Final answer:
To find the speed of the ride at the 13-meter summit, we apply the conservation of energy principle. Initial mechanical energy (kinetic plus potential) is converted to mechanical energy at the summit, allowing us to calculate the final speed. The ride's mass cancels out in the equation, simplifying the calculation.
Step-by-step explanation:
The scenario described involves the conservation of mechanical energy, where the total mechanical energy (kinetic plus potential energy) of the ride remains constant if we neglect air resistance and friction. Given that the ride starts at a height of 18 meters with an initial speed of 4 m/s, we can find its speed at the top of a 13-meter summit using the principle that the initial total mechanical energy equals the final total mechanical energy.

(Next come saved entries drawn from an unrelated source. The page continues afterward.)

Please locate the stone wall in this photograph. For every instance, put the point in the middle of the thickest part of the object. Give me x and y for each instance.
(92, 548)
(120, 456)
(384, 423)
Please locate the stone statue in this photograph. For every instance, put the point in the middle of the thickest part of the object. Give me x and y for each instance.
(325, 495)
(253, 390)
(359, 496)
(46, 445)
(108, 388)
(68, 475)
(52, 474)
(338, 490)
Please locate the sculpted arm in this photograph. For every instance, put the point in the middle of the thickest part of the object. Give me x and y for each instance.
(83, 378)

Initial mechanical energy includes the kinetic energy due to the speed of 4 m/s and the potential energy due to the height of 18 meters. This energy is converted into potential energy at the summit of 13 meters and kinetic energy, which represents the speed at which we want to solve.
Using the conservation of energy formula:
- Kinetic energy initial + Potential energy initial = Kinetic energy final + Potential energy final
- (1/2)mv2 initial + mgh initial = (1/2)mv2 final + mgh final
Assuming the mass m of the ride cancels out from both sides of the equation, we only need to solve for final speed at the 13-meter summit. Plugging in the known values (letting g = 9.81 m/s2):
- (1/2)(4 m/s)2 + (9.81 m/s2)(18 m) = (1/2)v2 final + (9.81 m/s2)(13 m)
We can solve for v final to find out the speed. After rearranging and simplifying, we would get the value of the speed in meters per second (m/s) at the 13-meter summit.